May Vet Clinic, Dr Soe Min Lin, Kan Street , Kamaryut township, Hlaing Myint Mo Housing estate. 097313 3112
The vet we used after the stray attack was called Royal Vet on Shwe Gone Dine. It’s an open shopfront with a table in it. Doesn’t really inspire confidence, but the vet was fine and the price was very cheap. I’ve heard stories of vets re-using needles, so that would be one concern. Also, check the dates on vaccines etc. When my Mom visited from Canada, she brought dewormer and de-flea stuff. We de-wormed everyone – including the stray outside!

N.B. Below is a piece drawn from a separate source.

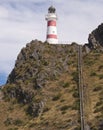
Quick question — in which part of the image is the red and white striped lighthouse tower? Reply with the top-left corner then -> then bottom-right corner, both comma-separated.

Myat Oo is the vet at Royal Vet 8am – 11am, 4pm to 8pm Mon to Sat and 4-8pm on Sunday. 287 Shwe Gon Daing Rd, Bahan township – phone 0986 160 037
There are various vets here, the one I’ve been referred to (but haven’t had the need to use) was trained in Australia, speaks good English and does house calls. Dr Kyaw Naing Oo, tel. 098628721 or 095015586 and email is email@example.com
We currently use Dr Martin Nyun – overall have been satisfied with him, but self-education is important here – you need to be fairly aggressive/on top of things with your pets so you can work with the vet to get what you need done. 09507 5737 or 0951640315 (Note Dr Martin is living abroad as of 2015)
Dr Myint Wynn, Paing Phyo Vet Clinic. 006, Building 4, Myaing Hay Wun Housing. 8th, Mayangon, Yangon
Ph: 01 6535 575 ext 230
If your hedgehog gets sick (or some other extremely cute and unusual pet), please try Dr Myint Win. His clinic is in 8 Mile and his services were warmly recommended by my friend Shibani. He’s also deputy director at the Ministry of Livestock and Rural Development.